Paul Goble
Staunton,
July 19 – One of the most widely held misconceptions about the USSR was that
borders among the various republics were both natural and fixed, neither of
which was the case, and that as a result borders among the post-Soviet states are
not only legitimated by international law and agreement but by the widespread
acceptance that they are eternal.
In
fact, republic borders were changed frequently, more than 200 times affecting
areas large enough to be minuted in the central Soviet legal journals and far
more than that involving small adjustments among the republics. (See the
current author’s “Can Republic Borders be Changed?” RFE/RL Report on the USSR, September 28,
1990.)
Now,
Russian regionalist Yaroslav Butakov has made an important contribution to an
understanding of this issue in an article detailing which territories Stalin
joined to the RSFSR and which ones he gave up to other republics between the
1917 revolution and his death in 1953 (russian7.ru/post/kakie-territorii-stalin-prisoedinil/).
The
RSFSR was officially proclaimed with the adoption of its first constitution in
July 1918, with its borders being those under the control of the Soviet
government. In the course of the Russian Civil War as a result of changing
military fortunes, those borders changed frequently, Butakov says.
Among
the borders that changed the most between 1918 and 1925 were those between the
RSFSR and Ukraine initially as a result of military developments but then by the
decision of Moscow which split the Don region between the two republics and
then included the eastern part of the Donbass in what is now Rostov Oblast.
“Initially,”
the regional specialist writes, “all of Central Asia with the exception of the
former Khivan khanate and the Bukhran emirate … were included in the RSFSR; and
there were created two soviet socialist republics (ASSRs), the Turkestan and
the Kyrgyz.” As the latter eventually became the Kazakh SSR, the RSFSR’s
borders with it were set in the 1920s.
Orenburg
became the first capital of the Kyrgyz Autonomous republic which also included all
of Orenburg gubernia. “In June 1925, the
Kyrgyz ASSR was renamed the Kazakh ASSR and its capital moved to Ak-Mechet,
which since that time has been called Kzyl-Orda,” Butakov says.

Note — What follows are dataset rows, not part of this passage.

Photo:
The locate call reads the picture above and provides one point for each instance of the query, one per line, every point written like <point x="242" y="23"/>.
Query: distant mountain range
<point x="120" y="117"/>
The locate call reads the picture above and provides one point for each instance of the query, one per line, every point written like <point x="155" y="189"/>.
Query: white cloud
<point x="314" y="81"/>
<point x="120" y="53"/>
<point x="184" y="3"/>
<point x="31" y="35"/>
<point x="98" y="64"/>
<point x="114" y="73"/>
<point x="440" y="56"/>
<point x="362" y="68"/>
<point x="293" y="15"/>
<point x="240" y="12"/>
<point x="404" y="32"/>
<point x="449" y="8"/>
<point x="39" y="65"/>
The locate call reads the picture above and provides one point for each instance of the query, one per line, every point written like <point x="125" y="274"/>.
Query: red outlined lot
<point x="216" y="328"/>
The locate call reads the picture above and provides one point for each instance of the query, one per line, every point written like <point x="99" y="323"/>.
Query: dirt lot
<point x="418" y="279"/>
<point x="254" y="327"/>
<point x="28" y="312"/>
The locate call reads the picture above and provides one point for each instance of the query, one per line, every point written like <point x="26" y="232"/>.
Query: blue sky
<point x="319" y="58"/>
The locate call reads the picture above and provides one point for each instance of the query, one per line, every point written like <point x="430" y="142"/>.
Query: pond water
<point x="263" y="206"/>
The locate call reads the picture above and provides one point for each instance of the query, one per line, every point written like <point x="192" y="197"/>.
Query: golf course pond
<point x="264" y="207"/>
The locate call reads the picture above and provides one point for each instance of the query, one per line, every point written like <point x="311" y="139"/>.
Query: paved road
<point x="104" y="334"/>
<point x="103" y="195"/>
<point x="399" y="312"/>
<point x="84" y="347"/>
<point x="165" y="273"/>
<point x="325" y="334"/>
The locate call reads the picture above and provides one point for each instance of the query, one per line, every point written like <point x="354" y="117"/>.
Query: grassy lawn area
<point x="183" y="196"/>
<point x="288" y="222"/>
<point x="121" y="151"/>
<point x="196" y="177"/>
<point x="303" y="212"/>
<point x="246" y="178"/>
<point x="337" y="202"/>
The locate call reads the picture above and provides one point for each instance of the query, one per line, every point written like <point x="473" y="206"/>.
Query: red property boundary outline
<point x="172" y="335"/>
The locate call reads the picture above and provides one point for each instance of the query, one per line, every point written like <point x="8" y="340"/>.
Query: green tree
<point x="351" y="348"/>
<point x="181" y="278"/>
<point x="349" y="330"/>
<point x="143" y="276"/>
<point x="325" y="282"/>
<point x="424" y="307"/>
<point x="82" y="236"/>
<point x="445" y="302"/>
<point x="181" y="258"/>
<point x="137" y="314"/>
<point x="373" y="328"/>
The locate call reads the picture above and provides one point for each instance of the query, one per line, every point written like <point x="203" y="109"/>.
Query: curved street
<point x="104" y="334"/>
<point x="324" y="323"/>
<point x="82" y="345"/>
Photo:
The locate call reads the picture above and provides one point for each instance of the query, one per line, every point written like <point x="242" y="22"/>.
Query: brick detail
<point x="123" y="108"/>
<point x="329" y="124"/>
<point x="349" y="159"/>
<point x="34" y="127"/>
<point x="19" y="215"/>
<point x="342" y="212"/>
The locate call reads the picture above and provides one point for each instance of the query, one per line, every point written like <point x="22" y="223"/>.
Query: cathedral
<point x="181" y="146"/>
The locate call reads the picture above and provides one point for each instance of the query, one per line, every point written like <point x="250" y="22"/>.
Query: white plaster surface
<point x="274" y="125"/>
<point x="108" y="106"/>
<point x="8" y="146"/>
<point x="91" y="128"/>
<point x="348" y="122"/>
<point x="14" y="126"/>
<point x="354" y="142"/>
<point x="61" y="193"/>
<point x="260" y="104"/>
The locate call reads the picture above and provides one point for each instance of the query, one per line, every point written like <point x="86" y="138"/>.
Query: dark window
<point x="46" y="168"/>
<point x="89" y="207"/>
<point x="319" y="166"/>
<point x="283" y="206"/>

Many mistakenly believe, he
continues, that “the present northern oblasts of Kazakhstan were transferred out
of the RSFSR to the Kazakh SSR by Nikita Khrushchev during the virgin lands
campaign of 1954. This is not so.” Instead,
the borders between the two were set after some movement back and forth between
1921 and 1924. After that, they remained stable.

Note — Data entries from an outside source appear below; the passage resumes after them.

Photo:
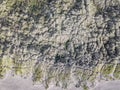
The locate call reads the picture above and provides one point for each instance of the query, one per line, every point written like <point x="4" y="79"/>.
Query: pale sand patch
<point x="108" y="85"/>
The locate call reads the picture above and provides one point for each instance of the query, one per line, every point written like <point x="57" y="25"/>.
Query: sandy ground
<point x="108" y="85"/>
<point x="18" y="83"/>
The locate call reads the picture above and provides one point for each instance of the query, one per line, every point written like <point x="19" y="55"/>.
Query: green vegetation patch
<point x="107" y="69"/>
<point x="116" y="73"/>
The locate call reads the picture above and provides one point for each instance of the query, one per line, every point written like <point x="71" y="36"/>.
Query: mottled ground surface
<point x="63" y="42"/>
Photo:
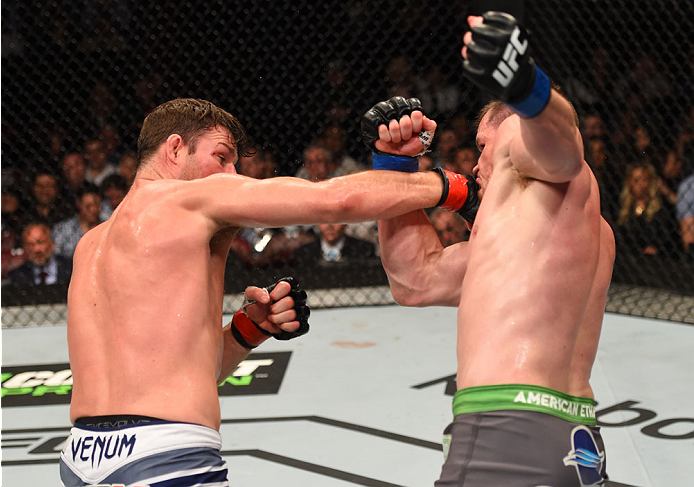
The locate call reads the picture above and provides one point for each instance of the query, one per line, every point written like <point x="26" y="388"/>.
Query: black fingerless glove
<point x="499" y="62"/>
<point x="300" y="306"/>
<point x="382" y="113"/>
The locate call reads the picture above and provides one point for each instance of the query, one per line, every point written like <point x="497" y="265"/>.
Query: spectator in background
<point x="644" y="226"/>
<point x="671" y="176"/>
<point x="68" y="232"/>
<point x="333" y="246"/>
<point x="258" y="165"/>
<point x="42" y="266"/>
<point x="112" y="147"/>
<point x="73" y="169"/>
<point x="449" y="226"/>
<point x="98" y="168"/>
<point x="127" y="167"/>
<point x="685" y="213"/>
<point x="45" y="204"/>
<point x="11" y="229"/>
<point x="113" y="190"/>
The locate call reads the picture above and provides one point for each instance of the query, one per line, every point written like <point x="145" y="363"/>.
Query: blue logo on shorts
<point x="586" y="457"/>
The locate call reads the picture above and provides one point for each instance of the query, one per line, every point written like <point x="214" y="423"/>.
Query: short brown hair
<point x="189" y="118"/>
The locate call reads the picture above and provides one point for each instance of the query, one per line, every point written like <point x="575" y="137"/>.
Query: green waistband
<point x="525" y="398"/>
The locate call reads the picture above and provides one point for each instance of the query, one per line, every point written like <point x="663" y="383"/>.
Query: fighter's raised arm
<point x="421" y="272"/>
<point x="498" y="59"/>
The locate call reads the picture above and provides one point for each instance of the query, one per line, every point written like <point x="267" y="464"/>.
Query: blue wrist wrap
<point x="538" y="98"/>
<point x="395" y="163"/>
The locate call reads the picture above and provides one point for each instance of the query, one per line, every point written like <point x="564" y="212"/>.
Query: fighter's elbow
<point x="405" y="296"/>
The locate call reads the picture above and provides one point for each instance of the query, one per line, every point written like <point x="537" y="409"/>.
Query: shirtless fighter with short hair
<point x="530" y="284"/>
<point x="145" y="300"/>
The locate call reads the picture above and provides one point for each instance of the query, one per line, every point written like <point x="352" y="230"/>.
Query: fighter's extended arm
<point x="497" y="59"/>
<point x="279" y="311"/>
<point x="275" y="202"/>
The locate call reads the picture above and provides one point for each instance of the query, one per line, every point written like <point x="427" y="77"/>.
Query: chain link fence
<point x="79" y="76"/>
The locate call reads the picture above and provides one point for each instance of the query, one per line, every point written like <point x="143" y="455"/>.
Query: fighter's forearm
<point x="552" y="140"/>
<point x="420" y="271"/>
<point x="232" y="355"/>
<point x="375" y="195"/>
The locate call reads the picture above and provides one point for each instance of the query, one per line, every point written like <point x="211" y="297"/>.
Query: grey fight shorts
<point x="142" y="452"/>
<point x="522" y="436"/>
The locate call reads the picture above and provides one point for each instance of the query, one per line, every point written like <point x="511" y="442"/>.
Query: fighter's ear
<point x="174" y="149"/>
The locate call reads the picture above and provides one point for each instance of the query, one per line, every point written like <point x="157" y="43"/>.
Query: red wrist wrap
<point x="247" y="333"/>
<point x="457" y="191"/>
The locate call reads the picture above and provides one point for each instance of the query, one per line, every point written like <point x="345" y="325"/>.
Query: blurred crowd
<point x="646" y="182"/>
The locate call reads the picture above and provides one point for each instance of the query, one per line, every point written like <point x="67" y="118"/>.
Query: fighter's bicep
<point x="275" y="202"/>
<point x="444" y="276"/>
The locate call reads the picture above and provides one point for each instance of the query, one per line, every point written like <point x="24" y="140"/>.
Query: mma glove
<point x="249" y="334"/>
<point x="382" y="113"/>
<point x="459" y="190"/>
<point x="499" y="62"/>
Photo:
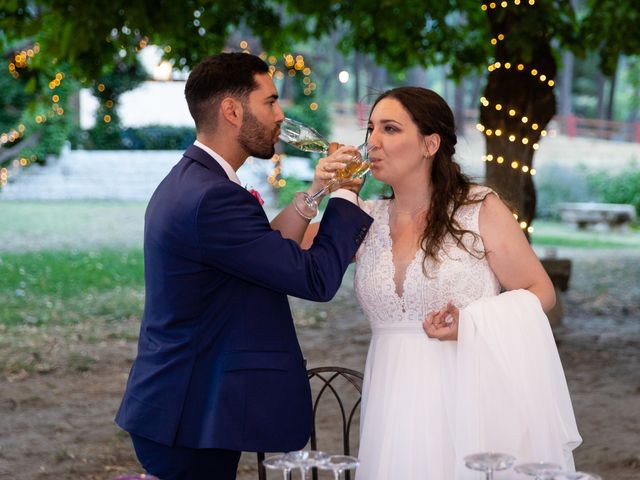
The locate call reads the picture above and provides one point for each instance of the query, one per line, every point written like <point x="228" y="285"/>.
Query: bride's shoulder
<point x="480" y="192"/>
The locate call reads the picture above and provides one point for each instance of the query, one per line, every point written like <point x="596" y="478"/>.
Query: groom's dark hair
<point x="216" y="77"/>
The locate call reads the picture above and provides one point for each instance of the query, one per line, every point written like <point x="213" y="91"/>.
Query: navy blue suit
<point x="219" y="364"/>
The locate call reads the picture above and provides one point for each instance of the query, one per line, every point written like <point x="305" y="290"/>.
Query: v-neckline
<point x="399" y="296"/>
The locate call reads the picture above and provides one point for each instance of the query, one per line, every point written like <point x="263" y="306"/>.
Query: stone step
<point x="113" y="175"/>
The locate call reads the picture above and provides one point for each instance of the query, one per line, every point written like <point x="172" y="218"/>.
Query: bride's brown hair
<point x="451" y="187"/>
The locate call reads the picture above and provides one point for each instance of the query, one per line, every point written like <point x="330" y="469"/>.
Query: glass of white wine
<point x="307" y="139"/>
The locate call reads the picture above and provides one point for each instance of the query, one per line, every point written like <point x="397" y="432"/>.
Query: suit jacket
<point x="218" y="363"/>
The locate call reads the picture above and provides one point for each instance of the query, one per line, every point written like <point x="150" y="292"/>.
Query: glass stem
<point x="324" y="191"/>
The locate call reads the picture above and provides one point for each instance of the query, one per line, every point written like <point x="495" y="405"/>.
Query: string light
<point x="292" y="66"/>
<point x="511" y="112"/>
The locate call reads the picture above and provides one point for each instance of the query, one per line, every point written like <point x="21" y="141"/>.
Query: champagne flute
<point x="302" y="137"/>
<point x="339" y="464"/>
<point x="278" y="462"/>
<point x="307" y="139"/>
<point x="489" y="462"/>
<point x="305" y="460"/>
<point x="539" y="470"/>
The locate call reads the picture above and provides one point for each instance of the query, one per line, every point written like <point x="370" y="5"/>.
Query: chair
<point x="345" y="387"/>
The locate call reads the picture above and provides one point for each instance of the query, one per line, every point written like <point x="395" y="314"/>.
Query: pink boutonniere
<point x="255" y="193"/>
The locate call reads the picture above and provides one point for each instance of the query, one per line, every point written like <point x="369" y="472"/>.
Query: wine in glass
<point x="302" y="137"/>
<point x="539" y="470"/>
<point x="489" y="462"/>
<point x="339" y="464"/>
<point x="278" y="462"/>
<point x="307" y="139"/>
<point x="305" y="460"/>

Other areas which Stalin moved to include
within the RSFSR or at least the USSR were the Far Eastern Republic which was
absorbed into the RSFSR in November 1922, northern Sakhalin which was annexed in
May 1925 after Japanese forces were driven out and Wrangel Island which was
included within the RSFSR borders in August 1924.
During World War II, Stalin annexed Tannu-Tuva
and transformed it into the Tuvin Autonomous Oblast within Krasnodar kray in
October 1944. Later in 1961, it became an ASSR. And at the end of the war,
Stalin annexed the southern half of Sakhalin and the Kurile islands, what the
Japanese still refer to as the Northern Territories.

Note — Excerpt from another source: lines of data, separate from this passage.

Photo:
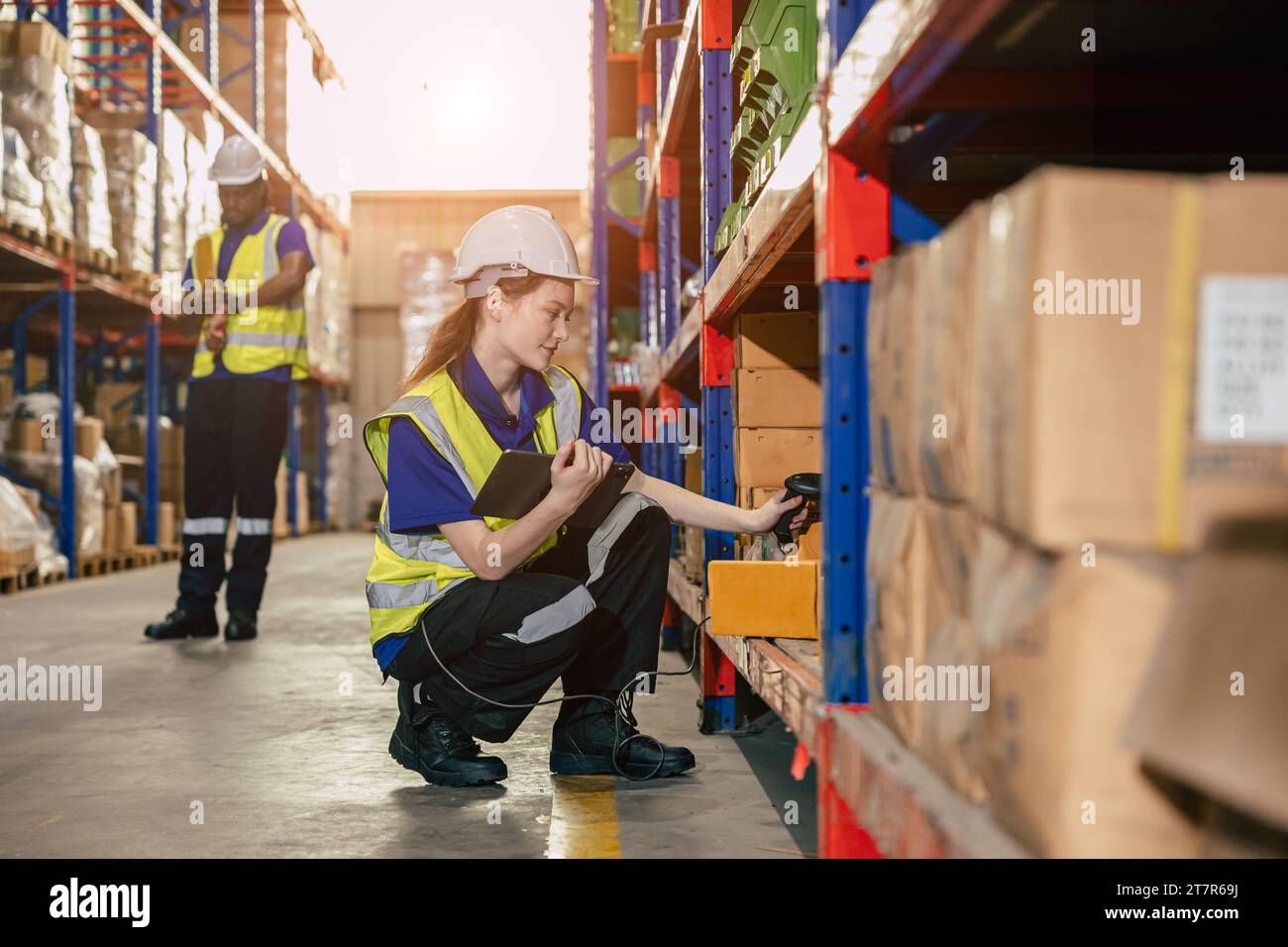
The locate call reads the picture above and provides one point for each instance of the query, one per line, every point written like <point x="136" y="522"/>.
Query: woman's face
<point x="535" y="325"/>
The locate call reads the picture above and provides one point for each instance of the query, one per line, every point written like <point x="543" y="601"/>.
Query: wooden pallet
<point x="137" y="279"/>
<point x="142" y="556"/>
<point x="34" y="579"/>
<point x="56" y="244"/>
<point x="31" y="578"/>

At the end of the Winter War with
Finland, Stalin oversaw the annexation of the southern part of the Karelian
isthmus. In 1944, it was transferred from the Karelo-Finnish SSR. In 1944, after the absorption of the three
Baltic countries, Moscow took regions of Estonia and Latvia and included them
in the RSFSR.
In 1945, on the basis of decisions
of the Yalta and Potsdam conferences, the RSFSR was expanded to include the
former German East Prussia as the non-contiguous Kaliningrad Oblast. And in
1947, the Finnish city of Pecheneg was included in the RSFSR’s Murmansk Oblast
on the basis of the Moscow-Helsinki peace treaty.
Stalin also gave up RSFSR territory
to others, primarily in the course of forming union republics in Central Asia,
but also part of the North Caucasus which was transferred to the Georgian SSR
after Stalin deported many of the nations from this and adjoining territories.
But “the most significant land gift
from the RSFSR under Stalin” was the one he gave to Belarus. In 1924-1926, Belarus
received almost all of Vitebsk, Mogilev and Gomel oblasts, thereby increasing the
territory of the Belarusian SSR “by a factor of three.”